Who was Christy Ring? The biography of the boy from Cloyne who turned hurling into an art form

For those too young to know the full details of Ring's achievements and impact, here's his entry in the Dictionary of Irish Biography
Who was Christy Ring? The biography of the boy from Cloyne who turned hurling into an art form

Christy Ring

Ring, Christy (1920–79), hurler, was born Nicholas Christopher Ring on 30 October 1920 in Kilboy, near Cloyne, Co. Cork, second youngest among three sons and two daughters of Nicholas Ring, gardener, and his wife Mary. In his childhood the family moved to Spittal Street in Cloyne village. After attending Cloyne national school until age 14, Christy worked for a few years as an apprentice mechanic.

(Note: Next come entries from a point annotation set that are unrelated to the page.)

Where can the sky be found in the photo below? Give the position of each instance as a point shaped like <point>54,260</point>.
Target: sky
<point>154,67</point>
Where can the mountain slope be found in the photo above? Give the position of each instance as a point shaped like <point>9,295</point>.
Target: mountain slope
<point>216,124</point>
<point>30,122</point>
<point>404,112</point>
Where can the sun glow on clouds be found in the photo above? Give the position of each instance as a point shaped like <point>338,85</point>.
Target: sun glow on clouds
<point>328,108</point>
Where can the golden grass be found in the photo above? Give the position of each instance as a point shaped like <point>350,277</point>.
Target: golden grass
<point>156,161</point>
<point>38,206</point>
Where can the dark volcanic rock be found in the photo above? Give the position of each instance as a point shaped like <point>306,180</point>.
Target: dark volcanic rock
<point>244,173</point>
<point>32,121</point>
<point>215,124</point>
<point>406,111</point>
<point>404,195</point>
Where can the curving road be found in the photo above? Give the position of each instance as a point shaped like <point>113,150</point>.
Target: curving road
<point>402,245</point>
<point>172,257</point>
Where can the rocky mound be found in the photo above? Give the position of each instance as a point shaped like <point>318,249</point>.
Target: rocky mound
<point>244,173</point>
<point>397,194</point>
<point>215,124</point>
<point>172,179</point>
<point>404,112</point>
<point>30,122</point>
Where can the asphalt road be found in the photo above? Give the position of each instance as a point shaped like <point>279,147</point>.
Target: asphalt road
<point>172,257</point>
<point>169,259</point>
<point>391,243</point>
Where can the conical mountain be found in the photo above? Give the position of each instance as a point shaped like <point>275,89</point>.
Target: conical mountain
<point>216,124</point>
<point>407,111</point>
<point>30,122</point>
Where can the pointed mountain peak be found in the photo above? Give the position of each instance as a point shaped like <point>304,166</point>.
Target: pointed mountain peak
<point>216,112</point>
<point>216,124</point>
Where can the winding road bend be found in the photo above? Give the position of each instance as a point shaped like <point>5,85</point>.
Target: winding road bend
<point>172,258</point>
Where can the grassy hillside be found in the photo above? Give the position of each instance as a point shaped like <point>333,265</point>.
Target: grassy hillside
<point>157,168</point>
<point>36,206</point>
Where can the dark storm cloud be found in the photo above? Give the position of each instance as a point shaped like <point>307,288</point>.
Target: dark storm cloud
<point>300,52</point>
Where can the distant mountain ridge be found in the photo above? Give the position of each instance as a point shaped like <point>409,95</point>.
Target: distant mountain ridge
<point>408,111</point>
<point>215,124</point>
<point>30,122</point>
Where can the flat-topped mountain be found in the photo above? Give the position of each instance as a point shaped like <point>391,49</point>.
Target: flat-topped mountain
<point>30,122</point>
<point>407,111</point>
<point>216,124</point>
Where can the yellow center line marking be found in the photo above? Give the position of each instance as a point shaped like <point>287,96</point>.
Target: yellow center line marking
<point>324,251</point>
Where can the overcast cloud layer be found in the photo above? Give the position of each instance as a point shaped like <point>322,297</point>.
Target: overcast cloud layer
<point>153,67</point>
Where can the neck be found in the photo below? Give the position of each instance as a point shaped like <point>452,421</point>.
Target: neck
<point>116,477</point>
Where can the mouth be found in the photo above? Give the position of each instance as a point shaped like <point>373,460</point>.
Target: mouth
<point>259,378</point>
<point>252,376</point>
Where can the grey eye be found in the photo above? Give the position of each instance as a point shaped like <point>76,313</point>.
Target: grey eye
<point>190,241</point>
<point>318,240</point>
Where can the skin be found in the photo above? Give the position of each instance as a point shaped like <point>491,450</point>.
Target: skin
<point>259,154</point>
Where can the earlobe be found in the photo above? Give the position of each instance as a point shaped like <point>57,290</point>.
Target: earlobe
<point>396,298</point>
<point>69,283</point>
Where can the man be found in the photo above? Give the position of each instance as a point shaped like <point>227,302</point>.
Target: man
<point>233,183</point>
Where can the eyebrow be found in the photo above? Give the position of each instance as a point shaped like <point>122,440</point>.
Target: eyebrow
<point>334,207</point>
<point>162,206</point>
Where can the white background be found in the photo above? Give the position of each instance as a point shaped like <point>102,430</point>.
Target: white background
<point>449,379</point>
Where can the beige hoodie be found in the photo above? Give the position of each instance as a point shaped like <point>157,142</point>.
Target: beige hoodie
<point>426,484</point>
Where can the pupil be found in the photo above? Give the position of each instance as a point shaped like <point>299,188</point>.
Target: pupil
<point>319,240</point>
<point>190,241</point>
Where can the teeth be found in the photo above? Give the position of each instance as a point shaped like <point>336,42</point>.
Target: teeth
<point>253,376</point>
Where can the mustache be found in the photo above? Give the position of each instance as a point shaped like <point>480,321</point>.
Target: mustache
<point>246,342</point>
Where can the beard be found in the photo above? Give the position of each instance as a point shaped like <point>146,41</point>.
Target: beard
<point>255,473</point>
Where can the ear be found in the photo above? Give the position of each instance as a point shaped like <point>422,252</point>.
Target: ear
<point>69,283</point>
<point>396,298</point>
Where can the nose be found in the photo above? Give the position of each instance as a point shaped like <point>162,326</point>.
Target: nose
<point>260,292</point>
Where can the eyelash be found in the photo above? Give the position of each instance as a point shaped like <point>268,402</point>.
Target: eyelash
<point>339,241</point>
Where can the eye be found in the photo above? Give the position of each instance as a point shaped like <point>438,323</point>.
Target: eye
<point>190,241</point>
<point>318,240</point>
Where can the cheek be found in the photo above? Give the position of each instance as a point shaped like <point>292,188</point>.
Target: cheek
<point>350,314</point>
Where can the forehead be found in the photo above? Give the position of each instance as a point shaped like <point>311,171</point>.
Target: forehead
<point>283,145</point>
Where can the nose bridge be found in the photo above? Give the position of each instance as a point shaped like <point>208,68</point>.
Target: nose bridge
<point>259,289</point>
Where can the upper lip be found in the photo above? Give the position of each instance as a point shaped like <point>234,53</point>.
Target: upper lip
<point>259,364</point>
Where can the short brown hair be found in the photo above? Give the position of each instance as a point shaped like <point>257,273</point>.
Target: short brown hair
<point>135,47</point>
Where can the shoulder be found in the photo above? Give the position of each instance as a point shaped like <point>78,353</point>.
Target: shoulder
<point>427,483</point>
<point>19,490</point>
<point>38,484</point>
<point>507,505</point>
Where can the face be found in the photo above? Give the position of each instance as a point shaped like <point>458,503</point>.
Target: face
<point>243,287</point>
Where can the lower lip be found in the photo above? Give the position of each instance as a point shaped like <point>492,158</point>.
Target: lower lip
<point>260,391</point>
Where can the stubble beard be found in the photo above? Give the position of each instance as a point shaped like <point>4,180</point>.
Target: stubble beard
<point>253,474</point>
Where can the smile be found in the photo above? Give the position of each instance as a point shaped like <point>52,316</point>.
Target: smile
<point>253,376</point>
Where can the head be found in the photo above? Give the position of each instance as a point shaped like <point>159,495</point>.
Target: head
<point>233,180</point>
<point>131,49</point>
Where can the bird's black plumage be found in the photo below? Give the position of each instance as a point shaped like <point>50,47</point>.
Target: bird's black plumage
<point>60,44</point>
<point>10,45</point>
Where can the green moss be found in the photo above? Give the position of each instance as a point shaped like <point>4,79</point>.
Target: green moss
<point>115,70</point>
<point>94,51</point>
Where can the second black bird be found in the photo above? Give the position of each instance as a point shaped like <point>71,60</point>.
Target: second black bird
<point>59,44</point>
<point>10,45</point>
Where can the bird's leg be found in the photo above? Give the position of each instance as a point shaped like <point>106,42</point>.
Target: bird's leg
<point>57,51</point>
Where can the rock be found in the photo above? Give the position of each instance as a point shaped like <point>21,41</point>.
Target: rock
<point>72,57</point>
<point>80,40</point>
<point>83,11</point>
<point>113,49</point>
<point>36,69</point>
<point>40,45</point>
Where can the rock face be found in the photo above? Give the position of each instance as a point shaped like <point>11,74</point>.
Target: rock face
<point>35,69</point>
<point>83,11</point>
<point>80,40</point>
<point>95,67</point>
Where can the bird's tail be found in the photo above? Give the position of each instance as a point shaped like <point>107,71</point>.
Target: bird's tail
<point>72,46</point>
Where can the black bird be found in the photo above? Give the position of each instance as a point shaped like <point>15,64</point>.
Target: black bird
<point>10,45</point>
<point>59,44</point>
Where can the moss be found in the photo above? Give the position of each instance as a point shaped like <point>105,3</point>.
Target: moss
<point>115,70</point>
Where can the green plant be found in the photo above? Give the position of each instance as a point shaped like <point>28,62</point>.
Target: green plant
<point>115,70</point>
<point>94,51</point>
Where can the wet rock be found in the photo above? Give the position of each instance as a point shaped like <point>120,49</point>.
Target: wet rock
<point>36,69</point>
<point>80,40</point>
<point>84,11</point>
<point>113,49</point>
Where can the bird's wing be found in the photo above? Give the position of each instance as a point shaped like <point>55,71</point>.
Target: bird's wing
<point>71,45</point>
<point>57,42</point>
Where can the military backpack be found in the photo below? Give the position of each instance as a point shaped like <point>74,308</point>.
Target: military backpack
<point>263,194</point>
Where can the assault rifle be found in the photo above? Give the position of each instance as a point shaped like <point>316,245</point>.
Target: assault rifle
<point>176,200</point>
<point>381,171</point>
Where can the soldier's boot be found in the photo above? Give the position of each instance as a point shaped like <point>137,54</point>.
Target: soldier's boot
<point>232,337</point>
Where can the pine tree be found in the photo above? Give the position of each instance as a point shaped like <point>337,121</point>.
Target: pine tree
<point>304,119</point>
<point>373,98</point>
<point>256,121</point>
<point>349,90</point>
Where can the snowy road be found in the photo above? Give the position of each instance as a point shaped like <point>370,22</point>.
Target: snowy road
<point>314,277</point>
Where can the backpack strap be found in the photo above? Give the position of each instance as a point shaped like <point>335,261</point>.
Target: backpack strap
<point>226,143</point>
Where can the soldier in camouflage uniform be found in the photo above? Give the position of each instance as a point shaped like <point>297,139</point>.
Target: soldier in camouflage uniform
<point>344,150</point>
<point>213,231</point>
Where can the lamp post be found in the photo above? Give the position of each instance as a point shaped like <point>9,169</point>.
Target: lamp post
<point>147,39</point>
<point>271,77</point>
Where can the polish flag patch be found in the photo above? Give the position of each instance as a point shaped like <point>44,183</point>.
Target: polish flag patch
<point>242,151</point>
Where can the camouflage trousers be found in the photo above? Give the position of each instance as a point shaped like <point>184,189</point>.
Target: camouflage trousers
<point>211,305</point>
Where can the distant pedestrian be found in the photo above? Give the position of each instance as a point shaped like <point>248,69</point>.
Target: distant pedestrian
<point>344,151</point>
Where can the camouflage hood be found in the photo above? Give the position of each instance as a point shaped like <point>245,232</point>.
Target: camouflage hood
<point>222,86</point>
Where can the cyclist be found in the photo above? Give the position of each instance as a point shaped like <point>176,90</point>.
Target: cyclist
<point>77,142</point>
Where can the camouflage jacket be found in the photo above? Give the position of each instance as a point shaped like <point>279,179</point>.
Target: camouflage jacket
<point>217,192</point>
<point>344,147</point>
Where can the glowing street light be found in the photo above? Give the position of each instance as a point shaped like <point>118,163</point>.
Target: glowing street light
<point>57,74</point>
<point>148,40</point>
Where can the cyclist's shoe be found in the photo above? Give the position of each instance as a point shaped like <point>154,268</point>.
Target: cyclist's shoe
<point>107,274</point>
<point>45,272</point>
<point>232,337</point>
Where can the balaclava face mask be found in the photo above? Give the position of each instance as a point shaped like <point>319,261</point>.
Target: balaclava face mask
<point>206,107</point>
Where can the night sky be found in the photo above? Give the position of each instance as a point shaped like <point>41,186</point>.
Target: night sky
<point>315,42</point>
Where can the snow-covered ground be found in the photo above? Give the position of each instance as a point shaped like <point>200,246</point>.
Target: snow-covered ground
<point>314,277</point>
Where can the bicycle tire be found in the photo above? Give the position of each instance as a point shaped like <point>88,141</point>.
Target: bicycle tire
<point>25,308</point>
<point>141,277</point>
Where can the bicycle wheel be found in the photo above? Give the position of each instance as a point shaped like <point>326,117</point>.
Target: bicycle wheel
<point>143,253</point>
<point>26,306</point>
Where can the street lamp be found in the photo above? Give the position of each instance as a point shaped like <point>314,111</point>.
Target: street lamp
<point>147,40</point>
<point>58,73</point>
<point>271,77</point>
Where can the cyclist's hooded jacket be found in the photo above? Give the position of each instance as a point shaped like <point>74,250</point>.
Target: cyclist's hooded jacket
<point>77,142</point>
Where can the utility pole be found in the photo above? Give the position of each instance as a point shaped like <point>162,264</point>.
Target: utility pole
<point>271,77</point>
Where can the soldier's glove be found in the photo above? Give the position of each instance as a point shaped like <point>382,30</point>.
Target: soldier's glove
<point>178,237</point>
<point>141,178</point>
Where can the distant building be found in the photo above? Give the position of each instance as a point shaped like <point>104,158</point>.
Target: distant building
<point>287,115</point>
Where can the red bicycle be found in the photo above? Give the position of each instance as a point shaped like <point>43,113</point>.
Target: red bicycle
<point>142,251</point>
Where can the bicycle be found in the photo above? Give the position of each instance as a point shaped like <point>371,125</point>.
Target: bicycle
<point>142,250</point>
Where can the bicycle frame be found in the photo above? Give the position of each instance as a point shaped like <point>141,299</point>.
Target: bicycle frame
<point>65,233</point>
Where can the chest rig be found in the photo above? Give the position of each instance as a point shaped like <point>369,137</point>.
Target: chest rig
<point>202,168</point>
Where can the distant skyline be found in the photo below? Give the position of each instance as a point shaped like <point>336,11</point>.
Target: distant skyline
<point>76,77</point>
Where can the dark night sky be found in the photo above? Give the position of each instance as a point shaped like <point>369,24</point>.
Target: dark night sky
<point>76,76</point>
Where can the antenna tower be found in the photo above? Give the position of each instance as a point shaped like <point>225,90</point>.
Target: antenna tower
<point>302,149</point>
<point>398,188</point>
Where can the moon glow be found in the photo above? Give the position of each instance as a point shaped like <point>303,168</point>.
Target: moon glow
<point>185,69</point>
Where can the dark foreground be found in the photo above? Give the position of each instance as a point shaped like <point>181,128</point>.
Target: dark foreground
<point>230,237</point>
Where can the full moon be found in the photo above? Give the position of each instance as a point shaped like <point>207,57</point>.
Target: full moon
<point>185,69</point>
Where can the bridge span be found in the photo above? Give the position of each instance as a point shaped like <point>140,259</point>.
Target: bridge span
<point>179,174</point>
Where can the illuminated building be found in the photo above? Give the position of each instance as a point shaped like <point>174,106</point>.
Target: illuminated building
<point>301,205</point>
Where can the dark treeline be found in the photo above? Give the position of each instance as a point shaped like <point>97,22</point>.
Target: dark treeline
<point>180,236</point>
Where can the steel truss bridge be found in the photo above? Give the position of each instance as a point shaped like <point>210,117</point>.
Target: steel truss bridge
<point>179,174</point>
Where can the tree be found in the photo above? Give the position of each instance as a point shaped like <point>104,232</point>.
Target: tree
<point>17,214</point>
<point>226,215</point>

Thereafter he earned his living as a tanker driver with Irish Shell Oil Co., but hurling was his life.

He played at juvenile, minor, and junior levels with Cloyne, winning a county minor championship with Cloyne’s associated club, St Enda’s of Midleton (1938), and a county junior championship with Cloyne (1939). He joined the Glen Rovers in 1941, the year in which the club won a record eighth consecutive county senior championship. Ring won fourteen county senior hurling championship medals with ‘the Glen’, the last in 1967. He also played some Gaelic football at club level, winning a county senior championship with St Nicholas in 1954 (and a football–hurling double), but is reputed to have said there was ‘no skill’ in that code.